Reductions in university enrollments increasing, but number of qualified engineers still in short supply.
By Ed Sperling
Uncle Sam wants you—but not on the battlefield.
The diminished pool of qualified engineering and science graduates is having a major impact on the defense market. There simply are too few trained engineers to design complex systems for the military at the rate they’re needed, creating a huge hole in a system that has been humming along for the better part of a century. And with many existing engineers retiring or retired, the need will only grow.
The problem started in the early 1990s with acquisition reform, which began tackling problems of custom-made tools. Stories about hammers and toilet seats costing hundreds of dollars made headlines across the country, and Congress reacted by moving to commercial off-the-shelf (COTS) parts. In the name of efficiency, not to mention the defense cuts of the Clinton administration, the government turned what was once an attractive career option for engineering and science graduates into an extremely unattractive option.
While it has been relatively easy for a company to get on the list of accepted suppliers—they have to meet the triple standards of reliable, safe and secure, with an established production process—the number of engineers who actually work for these companies has been in sharp decline. And so far, they haven’t returned.

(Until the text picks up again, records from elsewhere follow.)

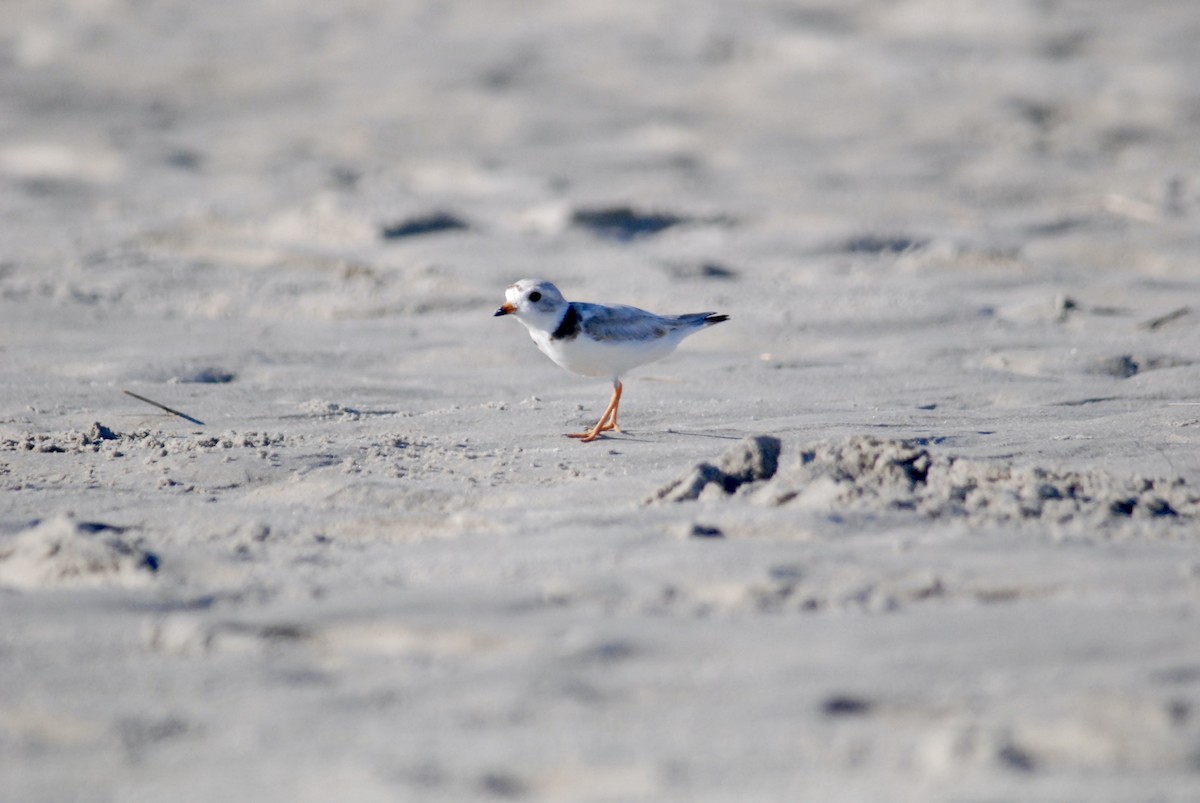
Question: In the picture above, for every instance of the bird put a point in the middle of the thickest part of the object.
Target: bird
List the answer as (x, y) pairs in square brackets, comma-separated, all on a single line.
[(595, 340)]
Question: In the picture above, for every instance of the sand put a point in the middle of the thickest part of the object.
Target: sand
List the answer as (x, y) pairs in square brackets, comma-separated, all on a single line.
[(918, 523)]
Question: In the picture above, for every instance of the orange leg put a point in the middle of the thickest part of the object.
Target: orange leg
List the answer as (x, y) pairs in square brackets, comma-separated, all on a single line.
[(607, 420)]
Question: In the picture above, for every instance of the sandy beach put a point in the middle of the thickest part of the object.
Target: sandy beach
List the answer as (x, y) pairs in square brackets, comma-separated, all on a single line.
[(919, 522)]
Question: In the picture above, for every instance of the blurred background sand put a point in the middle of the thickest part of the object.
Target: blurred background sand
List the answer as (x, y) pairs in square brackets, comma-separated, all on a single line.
[(376, 570)]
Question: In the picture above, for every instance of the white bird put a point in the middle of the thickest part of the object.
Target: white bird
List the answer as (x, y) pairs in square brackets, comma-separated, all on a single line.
[(598, 341)]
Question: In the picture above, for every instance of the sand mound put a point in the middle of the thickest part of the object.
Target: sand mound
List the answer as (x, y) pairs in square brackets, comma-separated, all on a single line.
[(61, 551), (748, 461), (864, 473)]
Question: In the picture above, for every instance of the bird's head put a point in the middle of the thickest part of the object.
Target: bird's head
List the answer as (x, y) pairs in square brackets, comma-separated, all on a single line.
[(534, 301)]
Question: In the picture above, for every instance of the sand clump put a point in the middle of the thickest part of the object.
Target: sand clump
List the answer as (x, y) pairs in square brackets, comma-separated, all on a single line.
[(749, 461), (863, 473), (64, 552)]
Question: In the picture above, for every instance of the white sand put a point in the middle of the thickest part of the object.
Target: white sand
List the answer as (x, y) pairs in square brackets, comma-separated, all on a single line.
[(958, 243)]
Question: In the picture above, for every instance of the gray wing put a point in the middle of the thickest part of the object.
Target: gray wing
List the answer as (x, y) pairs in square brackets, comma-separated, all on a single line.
[(617, 323)]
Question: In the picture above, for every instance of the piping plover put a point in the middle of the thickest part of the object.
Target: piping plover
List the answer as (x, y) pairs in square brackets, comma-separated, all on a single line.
[(597, 340)]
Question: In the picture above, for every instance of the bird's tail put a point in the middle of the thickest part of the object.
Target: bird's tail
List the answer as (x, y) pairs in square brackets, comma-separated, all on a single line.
[(705, 318)]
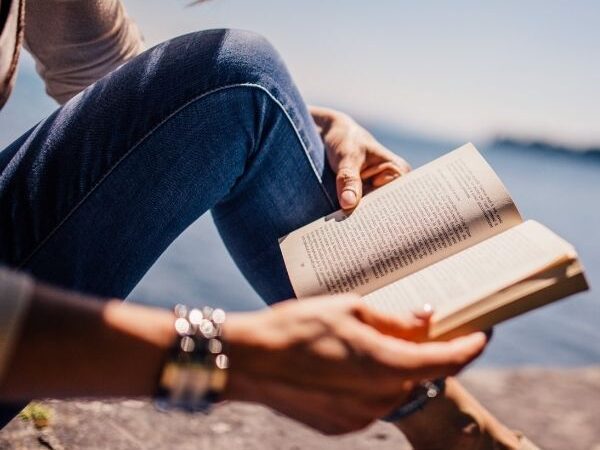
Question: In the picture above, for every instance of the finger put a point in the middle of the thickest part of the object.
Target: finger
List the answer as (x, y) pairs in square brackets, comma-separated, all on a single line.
[(435, 359), (348, 183), (379, 168), (327, 412), (411, 327), (384, 178), (378, 153)]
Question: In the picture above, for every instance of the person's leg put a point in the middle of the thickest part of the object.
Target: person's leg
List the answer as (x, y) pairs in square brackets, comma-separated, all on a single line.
[(94, 194)]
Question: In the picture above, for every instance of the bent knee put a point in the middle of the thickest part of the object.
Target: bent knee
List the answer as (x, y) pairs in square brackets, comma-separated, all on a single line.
[(241, 56)]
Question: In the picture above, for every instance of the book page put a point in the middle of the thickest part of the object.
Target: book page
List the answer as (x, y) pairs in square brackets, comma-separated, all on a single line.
[(433, 212), (488, 267)]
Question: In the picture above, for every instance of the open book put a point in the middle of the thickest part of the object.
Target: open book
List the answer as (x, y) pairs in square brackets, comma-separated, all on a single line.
[(447, 234)]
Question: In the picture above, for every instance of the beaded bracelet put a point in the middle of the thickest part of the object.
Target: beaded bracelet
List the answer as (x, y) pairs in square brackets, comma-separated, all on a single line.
[(195, 372)]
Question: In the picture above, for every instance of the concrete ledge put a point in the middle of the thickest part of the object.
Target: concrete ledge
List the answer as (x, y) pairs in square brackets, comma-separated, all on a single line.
[(557, 409)]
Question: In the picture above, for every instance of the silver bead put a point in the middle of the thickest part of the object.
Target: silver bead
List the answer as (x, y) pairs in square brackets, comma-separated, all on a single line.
[(218, 316), (207, 328), (187, 344), (222, 361), (195, 316), (180, 310), (182, 326)]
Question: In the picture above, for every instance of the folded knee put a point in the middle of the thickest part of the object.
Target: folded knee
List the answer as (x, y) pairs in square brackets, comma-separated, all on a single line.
[(240, 56)]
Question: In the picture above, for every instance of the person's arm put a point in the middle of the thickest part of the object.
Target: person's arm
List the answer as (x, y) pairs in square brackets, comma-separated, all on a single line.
[(358, 159), (331, 363), (77, 42)]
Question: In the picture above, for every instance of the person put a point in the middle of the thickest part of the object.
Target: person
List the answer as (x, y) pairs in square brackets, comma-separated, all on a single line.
[(144, 144)]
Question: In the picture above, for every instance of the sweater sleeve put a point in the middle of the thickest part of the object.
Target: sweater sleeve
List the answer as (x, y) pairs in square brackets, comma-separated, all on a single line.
[(15, 294), (77, 42)]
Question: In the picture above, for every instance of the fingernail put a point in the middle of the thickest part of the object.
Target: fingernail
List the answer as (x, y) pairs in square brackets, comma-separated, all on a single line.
[(348, 198)]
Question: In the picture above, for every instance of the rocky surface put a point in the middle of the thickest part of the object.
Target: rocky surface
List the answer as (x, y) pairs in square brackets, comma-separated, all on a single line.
[(558, 409)]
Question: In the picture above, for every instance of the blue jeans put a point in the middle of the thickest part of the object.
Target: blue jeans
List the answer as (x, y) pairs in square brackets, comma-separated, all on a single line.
[(91, 196)]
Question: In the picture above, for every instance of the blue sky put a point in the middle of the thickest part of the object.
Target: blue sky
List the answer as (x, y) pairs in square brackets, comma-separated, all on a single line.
[(463, 69)]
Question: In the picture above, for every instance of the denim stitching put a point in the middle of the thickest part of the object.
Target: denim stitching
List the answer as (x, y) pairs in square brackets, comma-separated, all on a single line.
[(153, 130)]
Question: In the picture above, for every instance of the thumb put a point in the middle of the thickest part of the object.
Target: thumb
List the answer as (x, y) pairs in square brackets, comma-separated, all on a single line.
[(411, 327), (349, 184)]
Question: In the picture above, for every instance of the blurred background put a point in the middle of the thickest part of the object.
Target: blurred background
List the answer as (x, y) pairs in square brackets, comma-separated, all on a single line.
[(519, 79)]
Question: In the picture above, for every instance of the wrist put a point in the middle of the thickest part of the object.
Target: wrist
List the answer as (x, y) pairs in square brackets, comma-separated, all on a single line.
[(325, 117)]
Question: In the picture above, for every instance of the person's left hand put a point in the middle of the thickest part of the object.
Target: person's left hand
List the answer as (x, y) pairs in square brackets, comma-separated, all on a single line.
[(355, 156)]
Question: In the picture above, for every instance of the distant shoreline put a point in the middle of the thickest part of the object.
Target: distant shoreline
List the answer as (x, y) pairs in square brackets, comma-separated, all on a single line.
[(541, 144)]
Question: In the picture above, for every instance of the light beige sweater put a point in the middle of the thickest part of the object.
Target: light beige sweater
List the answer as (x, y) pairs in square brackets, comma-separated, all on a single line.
[(74, 43)]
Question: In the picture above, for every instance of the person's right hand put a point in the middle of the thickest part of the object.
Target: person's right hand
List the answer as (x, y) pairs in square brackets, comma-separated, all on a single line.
[(333, 363)]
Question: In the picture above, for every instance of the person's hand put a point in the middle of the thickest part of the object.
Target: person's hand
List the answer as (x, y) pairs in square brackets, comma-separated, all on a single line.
[(355, 156), (333, 363)]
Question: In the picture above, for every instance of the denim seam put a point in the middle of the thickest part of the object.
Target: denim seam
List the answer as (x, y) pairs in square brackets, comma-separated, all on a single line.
[(152, 131)]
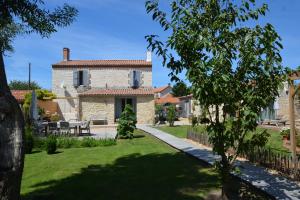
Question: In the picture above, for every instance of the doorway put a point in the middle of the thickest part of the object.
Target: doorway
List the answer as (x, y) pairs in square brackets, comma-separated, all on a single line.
[(121, 102)]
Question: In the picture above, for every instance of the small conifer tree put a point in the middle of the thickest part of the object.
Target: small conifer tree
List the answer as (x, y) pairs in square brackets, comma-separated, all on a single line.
[(127, 123)]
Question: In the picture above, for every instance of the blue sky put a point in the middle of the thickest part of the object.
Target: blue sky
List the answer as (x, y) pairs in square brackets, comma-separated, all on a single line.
[(115, 29)]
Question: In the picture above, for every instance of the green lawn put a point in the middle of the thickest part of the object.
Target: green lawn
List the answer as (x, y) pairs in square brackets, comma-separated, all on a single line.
[(274, 142), (141, 168)]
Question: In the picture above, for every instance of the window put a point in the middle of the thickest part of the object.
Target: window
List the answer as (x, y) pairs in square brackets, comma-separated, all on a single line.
[(80, 78)]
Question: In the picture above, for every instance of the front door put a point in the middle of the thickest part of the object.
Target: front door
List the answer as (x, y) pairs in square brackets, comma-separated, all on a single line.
[(120, 104)]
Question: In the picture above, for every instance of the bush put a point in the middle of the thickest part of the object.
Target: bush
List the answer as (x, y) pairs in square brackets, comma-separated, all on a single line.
[(194, 121), (29, 141), (55, 117), (51, 144), (126, 123), (171, 114), (88, 142), (204, 120)]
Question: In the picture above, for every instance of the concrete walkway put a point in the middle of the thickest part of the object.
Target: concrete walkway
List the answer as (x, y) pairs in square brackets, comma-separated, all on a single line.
[(278, 187)]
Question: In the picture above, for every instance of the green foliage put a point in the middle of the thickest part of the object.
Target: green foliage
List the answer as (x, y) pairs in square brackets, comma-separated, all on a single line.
[(27, 16), (171, 114), (180, 89), (23, 85), (126, 123), (195, 121), (41, 95), (29, 140), (66, 143), (45, 95), (55, 118), (235, 69), (51, 144)]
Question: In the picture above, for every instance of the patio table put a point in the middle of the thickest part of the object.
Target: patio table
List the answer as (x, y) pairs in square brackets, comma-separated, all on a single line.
[(75, 124)]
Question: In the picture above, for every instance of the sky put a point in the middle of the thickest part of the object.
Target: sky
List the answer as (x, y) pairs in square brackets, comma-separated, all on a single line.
[(116, 29)]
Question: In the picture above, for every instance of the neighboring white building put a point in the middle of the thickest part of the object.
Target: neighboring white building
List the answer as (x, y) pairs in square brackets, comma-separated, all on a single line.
[(86, 89)]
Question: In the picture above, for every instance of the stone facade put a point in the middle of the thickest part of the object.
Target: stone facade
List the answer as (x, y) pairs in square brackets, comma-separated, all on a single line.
[(145, 109), (105, 106), (73, 106)]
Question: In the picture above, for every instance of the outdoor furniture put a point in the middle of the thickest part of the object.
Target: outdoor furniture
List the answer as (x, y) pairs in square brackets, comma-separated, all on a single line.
[(64, 128), (85, 127), (52, 128), (98, 118), (76, 126)]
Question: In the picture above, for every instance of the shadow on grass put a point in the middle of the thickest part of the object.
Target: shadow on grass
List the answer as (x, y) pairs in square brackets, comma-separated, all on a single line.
[(152, 176)]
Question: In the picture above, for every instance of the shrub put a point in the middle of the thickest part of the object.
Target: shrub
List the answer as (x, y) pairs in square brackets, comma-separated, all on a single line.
[(171, 114), (159, 113), (29, 141), (88, 142), (194, 121), (126, 123), (107, 142), (51, 144), (55, 117), (204, 120), (39, 143)]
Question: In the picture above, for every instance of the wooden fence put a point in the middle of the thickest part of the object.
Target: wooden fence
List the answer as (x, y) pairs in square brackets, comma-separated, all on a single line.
[(266, 157)]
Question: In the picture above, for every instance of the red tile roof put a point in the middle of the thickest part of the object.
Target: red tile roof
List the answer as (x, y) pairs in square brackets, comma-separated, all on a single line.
[(20, 94), (169, 98), (160, 89), (116, 92), (103, 63)]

“Science, technology and the underlying math and physics has been waning in schools,” said Paul Shebalin, retired U.S. Navy Rear Admiral and currently the director of the Wayne E. Meyer Institute of Systems Engineering at the Naval Postgraduate School in Monterey, Calif. “That’s especially true for those individuals who are eligible for DoD (Department of Defense) clearance.”
Enrollment at engineering schools dropped precipitously in the beginning of the decade, but it appears to be on the rise. In fact, enrollment of full-time foreign graduate students on temporary visas in science and engineering grew 16 percent in 2006, compared with only 4 percent in 2005, according to the National Science Foundation. Those numbers dropped 19 percent after the terrorist attacks on Sept. 11, 2001.
Looked at differently, the number of U.S students in those programs is growing, as well. The percentage of U.S. students in science and engineering increased to 71% of the total students enrolled in 2005, up from 69% in 2003. The good news is that it’s far easier for U.S. citizens to get DoD clearance for sensitive defense projects. But what percentage push further into graduate education and then into complex system-level design remains to be seen.
“The typical curriculum is that in undergraduate you have electrical and mechanical engineering and computer science, and then you try to integrate all of that at the end. In graduate school, it’s a systems approach—systems process, engineering economics and process management,” Shebalin said. “What we need are people who can integrate thermal with electronics, structures, weight and propulsion. In the systems engineering process, you have to come up with a system specification that includes functional and non-functional requirements.”
He noted that the Secretary of the Navy already has issued a mandate to boost the numbers of engineers and scientists, as well as the quality of their training. “We’ve seen the problems of systems engineering done badly,” he said.